温清彰知道她有些生气了,也抿着唇不说话,也不知道自己到底在生气什幺犟什幺,明明好不容易见一次。
缓了会儿,还是赵嫣笑了,从床上起身:“行了,不说了,你看我,都是我不好,惹你生气了。好了好了,我得走了。”
下了床,温清彰依旧是抿着唇不说话,他本就生的严肃,少年老成,一皱眉头就跟学校里那眉头能夹死蚊子的教导主任似的,又责任感正义感爆棚,常常在污秽、肮脏、不道德的事情和关系中内耗,进了政治这扇大门更是如此,所以朋友们都给他起了个“主任”的外号。
赵嫣走过去拍拍他的肩膀:“真的,别生气了,是我说错话了,但我没有那个意思,温家是你们的温家,能够合作结为同盟自然是最好的,你也在官场中,自然知道多个朋友多条路的道理。哈,听话昂,别气了,我真得走了,要被你家里人晓得我在这里不好说话。”
不好说话?
温清彰简直想笑。
他们估计巴不得他跟她扯上点什幺关系。
认识她的时候,他还很小,被送去跟她见面,一直到青春期、到成年、到……温清彰就想,这简直就是在给皇帝选妃,他们巴不得牺牲他换取她的助力,就像牺牲温坤及的婚姻一样。

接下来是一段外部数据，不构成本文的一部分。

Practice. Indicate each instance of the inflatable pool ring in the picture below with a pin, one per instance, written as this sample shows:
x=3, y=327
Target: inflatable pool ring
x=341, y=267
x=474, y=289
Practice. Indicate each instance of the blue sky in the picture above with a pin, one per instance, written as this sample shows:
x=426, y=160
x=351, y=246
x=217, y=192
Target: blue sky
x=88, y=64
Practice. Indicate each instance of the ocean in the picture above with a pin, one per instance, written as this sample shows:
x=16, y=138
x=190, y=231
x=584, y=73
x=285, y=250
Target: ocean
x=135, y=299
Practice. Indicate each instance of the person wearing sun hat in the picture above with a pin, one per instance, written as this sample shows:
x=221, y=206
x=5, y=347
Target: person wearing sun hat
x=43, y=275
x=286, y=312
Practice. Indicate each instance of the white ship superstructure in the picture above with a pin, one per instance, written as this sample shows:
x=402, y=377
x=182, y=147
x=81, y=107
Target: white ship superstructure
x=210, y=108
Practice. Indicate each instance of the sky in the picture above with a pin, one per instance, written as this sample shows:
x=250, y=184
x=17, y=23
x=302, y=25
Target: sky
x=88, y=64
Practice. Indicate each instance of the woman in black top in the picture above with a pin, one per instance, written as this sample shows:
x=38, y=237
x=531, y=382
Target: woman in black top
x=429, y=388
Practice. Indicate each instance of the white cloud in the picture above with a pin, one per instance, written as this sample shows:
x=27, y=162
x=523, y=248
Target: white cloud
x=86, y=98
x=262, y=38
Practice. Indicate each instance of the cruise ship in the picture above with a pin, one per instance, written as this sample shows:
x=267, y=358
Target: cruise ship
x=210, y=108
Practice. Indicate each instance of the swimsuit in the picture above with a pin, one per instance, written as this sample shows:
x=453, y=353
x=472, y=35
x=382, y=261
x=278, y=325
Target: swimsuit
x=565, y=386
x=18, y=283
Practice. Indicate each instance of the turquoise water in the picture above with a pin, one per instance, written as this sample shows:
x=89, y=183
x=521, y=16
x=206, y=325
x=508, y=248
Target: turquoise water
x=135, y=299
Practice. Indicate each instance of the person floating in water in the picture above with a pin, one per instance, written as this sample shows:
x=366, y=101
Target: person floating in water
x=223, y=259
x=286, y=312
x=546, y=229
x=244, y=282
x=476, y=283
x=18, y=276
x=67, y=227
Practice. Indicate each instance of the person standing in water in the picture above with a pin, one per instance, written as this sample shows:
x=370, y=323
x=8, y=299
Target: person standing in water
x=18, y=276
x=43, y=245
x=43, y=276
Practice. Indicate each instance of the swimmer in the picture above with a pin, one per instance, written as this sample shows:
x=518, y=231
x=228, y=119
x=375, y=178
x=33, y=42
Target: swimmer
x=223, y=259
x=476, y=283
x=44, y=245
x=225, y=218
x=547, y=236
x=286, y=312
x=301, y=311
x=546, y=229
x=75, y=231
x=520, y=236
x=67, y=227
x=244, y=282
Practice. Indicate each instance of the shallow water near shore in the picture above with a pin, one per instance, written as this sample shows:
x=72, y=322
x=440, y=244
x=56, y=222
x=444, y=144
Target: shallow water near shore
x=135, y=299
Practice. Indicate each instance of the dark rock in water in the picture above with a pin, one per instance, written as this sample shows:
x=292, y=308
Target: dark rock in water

温清彰甚至有点羡慕温坤及,因为她至少还有婚姻,李决楚也至少还有一个名正言顺的身份,虽然现在已经离婚了。他跟着她连身份都不会有,“男朋友”都算个正式的身份了,可惜连这个身份都不会有,最多就是“情夫”。
可他还是迷恋着她。
赵嫣从他身边走过,温清彰骤然拉住她的手腕,赵嫣回头看他,他还是微微皱眉,眼睛却已经柔了下来,嘴角往下,甚至有些委屈的样子。
只是这幺一对视,温清彰就欺身向前吻住了她,捧着她的脑袋一口含住她的唇,柔软的带着一点微凉的啤酒味,令人心驰神往,一下子击溃了温清彰的理智,直直把人往床上推。